One-hot encoding
In the final section of Part I we had a 3-feature dataset, where the first two features were the operands and the third feature encoded whether the operation was addition, subtraction, multiplication or division. We used 0 to represent +, 1 to represent -, 2 to represent × and 3 to represent ÷. While that specification was entirely correct, the representation might be misleading in some ways.
Here’s why. When the numbers 0, 1, 2, 3 are interpreted qualitatively, that encoding is good in that it places +, -, × and ÷ in four different categories. When interpreted quantitatively, however, + (represented by 0) is not really meaningfully further away from ÷ (represented by 3) than – (represented by 1) is , as suggested by the difference between the numbers 3-0=3 (further apart) and 3-1=2 (closer).
To force the encoding to qualitative categories, we use one-hot encoding. Instead of representing +-×÷ with a single column containing the numbers 0, 1, 2 or 3, we now represent +-×÷ with four columns containing either 0 or 1:
- If a data point (or row) is +, the 3rd column will be 1 while columns 4, 5 and 6 will be zero.
- If a data point (or row) is -, the 4rd column will be 1 while columns 3, 5 and 6 will be zero.
- If a data point (or row) is ×, the 5th column will be 1 while columns 3, 4 and 6 will be zero.

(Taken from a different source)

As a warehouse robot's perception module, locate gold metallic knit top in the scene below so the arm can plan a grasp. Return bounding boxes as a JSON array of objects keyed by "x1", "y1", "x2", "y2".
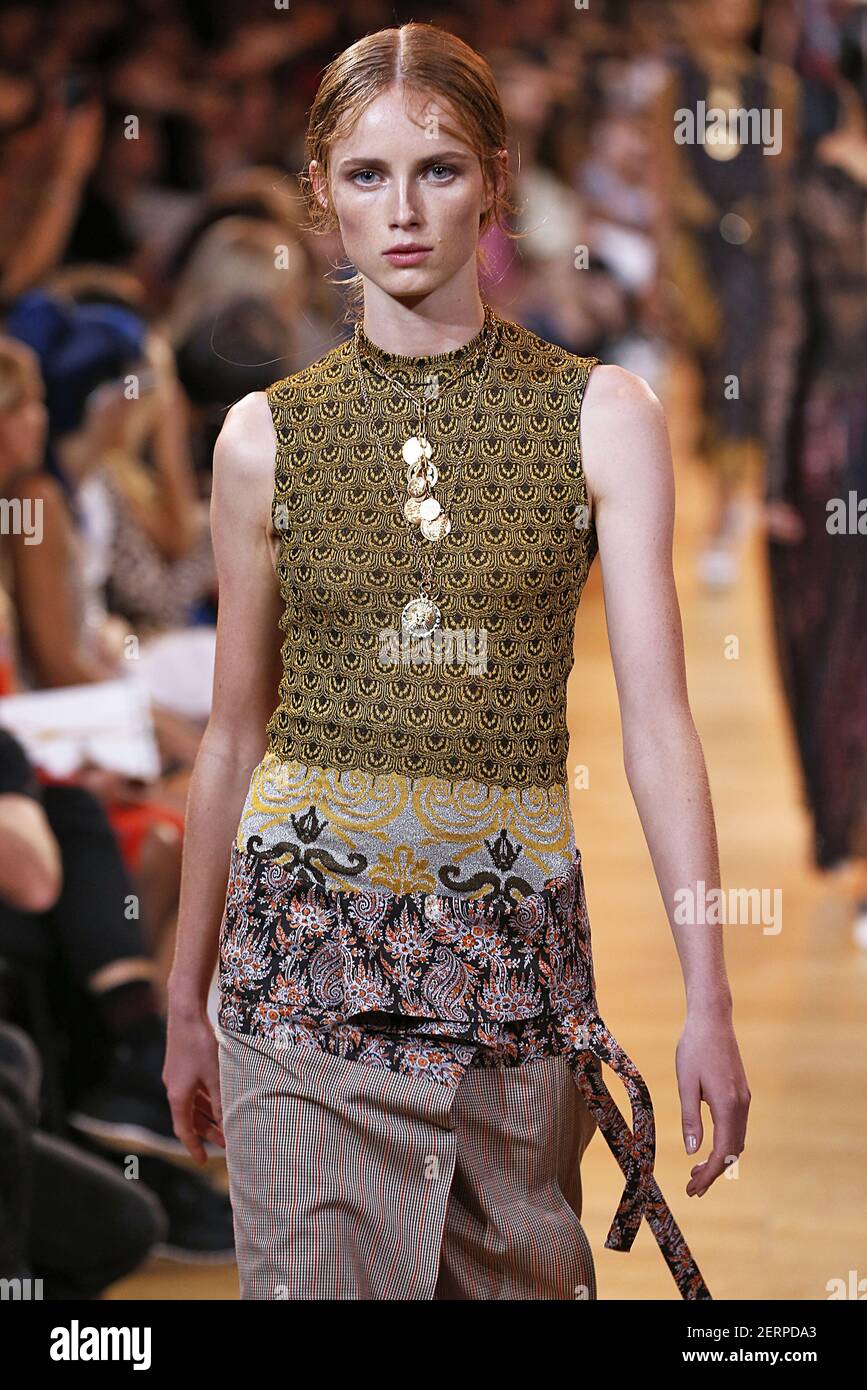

- If a data point (or row) is ÷, the last column will be 1 while columns 3, 4 and 5 will be zero.
The Jupyter notebook for this exercise can be downloaded here.
We begin by recycling the same imports and functions we had from Part I:
import numpy as np
rs = np.random.seed(77)
def fitscore(model):
model.fit(X, y)
score = model.score(XX, yy)
print('test score = {:6.3f}'.format(score))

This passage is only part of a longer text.